また特筆すべきは、鈴木さんの行動スタイルだ。工事現場などで廃棄物をもらうときは、ちゃんと許可を得て、後始末も怠らないそうなのだ。そうすることで、逆に材料を手に入れやすくなるという。それは仕事のアルミ缶集めでも同様で、マンションの管理人や個人の家に事情を話して交渉すると、いつのまにか缶をだしておいてくれるとか。話をしているうちに気のあった人から自転車を譲り受けたり、新品の洋服を定期的にもらったりしている。仲間にも家を建てたり、電気のスイッチをつけてあげたりしているうちに、鈴木さんコミュニティが出来ている。
——損得を気にしているのでは一切ない。それよりも人間同士の結びつきの方だけに力を入れている。
「そうやった方が、なんでもうまくいくんだよ」
「そうやった方が、なんでもうまくいくんだよ」
それを実践して本当にうまく生活している鈴木さん、そして彼を先入観なく取材し、感銘を受け、都市や家の意味を再考する、坂口氏。どちらにも素直に感動をおぼえる。
そして後半は、坂口氏のライフヒストリー。
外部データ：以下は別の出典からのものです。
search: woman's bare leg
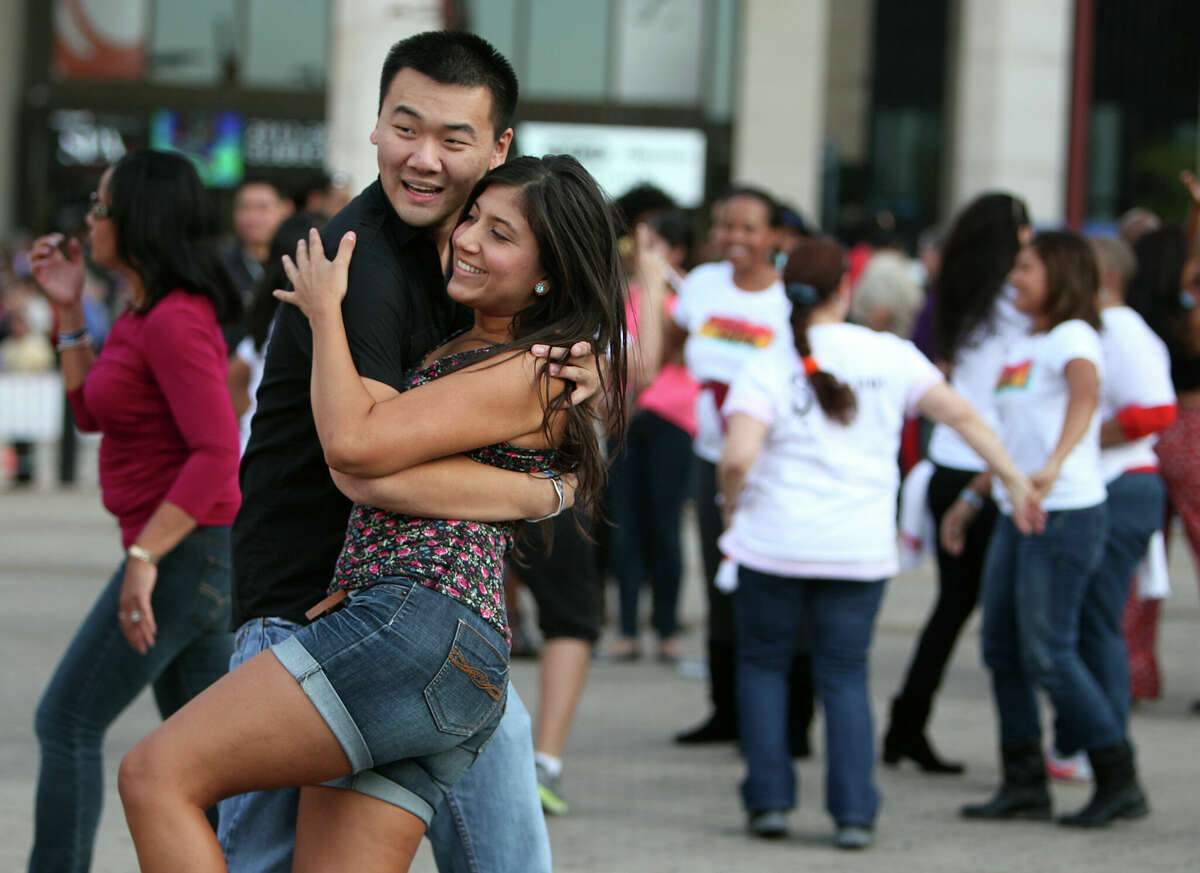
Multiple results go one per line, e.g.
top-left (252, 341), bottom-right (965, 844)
top-left (292, 785), bottom-right (425, 873)
top-left (118, 651), bottom-right (350, 873)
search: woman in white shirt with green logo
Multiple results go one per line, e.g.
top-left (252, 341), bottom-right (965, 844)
top-left (719, 240), bottom-right (1037, 849)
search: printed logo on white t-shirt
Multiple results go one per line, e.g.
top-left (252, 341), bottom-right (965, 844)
top-left (697, 313), bottom-right (775, 349)
top-left (996, 359), bottom-right (1033, 391)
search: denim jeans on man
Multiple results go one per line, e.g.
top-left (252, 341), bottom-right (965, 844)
top-left (980, 504), bottom-right (1124, 752)
top-left (1080, 472), bottom-right (1166, 738)
top-left (29, 526), bottom-right (233, 873)
top-left (217, 619), bottom-right (551, 873)
top-left (733, 567), bottom-right (886, 827)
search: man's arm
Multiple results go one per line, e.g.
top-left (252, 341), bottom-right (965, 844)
top-left (350, 366), bottom-right (575, 522)
top-left (330, 454), bottom-right (575, 522)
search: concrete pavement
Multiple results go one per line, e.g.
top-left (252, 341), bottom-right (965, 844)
top-left (0, 487), bottom-right (1200, 873)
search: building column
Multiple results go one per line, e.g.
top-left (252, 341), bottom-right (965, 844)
top-left (326, 0), bottom-right (443, 191)
top-left (0, 0), bottom-right (25, 239)
top-left (943, 0), bottom-right (1074, 224)
top-left (733, 0), bottom-right (829, 216)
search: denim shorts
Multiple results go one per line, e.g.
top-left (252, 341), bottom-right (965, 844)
top-left (271, 578), bottom-right (509, 824)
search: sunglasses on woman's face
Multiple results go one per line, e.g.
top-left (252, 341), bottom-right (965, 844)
top-left (88, 191), bottom-right (113, 218)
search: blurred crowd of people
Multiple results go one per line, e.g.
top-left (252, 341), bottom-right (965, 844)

唐突に子ども時代の話になりとまどったが、読み終えてみると、著者が0円ハウスに辿り着いた理由も、意義も、必然だったことがわかる。
学習机と椅子に毛布をかぶせた「テント」という建築原体験を経て、漫画やキャラクターグッズの制作、RPGの広大なマップ作りなどに熱中した小学校時代から「自分の好きなものの『構造』をヒントに、独自なものを作る」のが好きだったというが、常に建築家になりたい、と思っていたという。そんな“建築魂”を持ちながら、大学選びでは、衝撃を受けた建築家のいる大学1校のみを志望校にしていたら、奇跡的に推薦で入学。
——僕は会いたい人を見つけることの方が、行きたい大学を見つけることなどより数倍力があることを知った。
とは、何か鈴木さんとシンクロする言葉である。
そんな力を生かしてさまざまな人と巡り合う大学時代だったが、卒業の年に、多摩川沿いを歩いているとき、河原に家を立て生活する人に出会う。その暮らしに興味を持ち、多摩川の河口から源流まで、すべての家を調査する、という計画を立てた。しかも徒歩で。充実した家や生活ぶり、人との出会いに興奮し、多摩川を制覇したあとも、隅田川などで路上生活者調査を続ける。
それらをまとめた卒業論文が評価され、大学院にも進学、さらに大阪・名古屋など大都市のホームレスの家を調査、出版社に持ち込み写真集『0円ハウス』として出版、そしてそれを持って1人でヨーロッパに行き、書店や美術館に売り込み、パリ・ベルギー・メキシコなどで展覧会への出展をとりつけ、バンクーバーでは個展の開催と、すさまじい勢いで活動の場を広げていった。
好きなことを一貫して追求し、無謀な試みもしながらやりたいことを見つけていく物語は、冒険小説やジュブナイル小説のような読み味である。文章が巧みではなく素朴なところも、逆に好感が持てる。ものの見方、生き方の本として、中高生など若い世代が読むのもいいのではないか、と思う。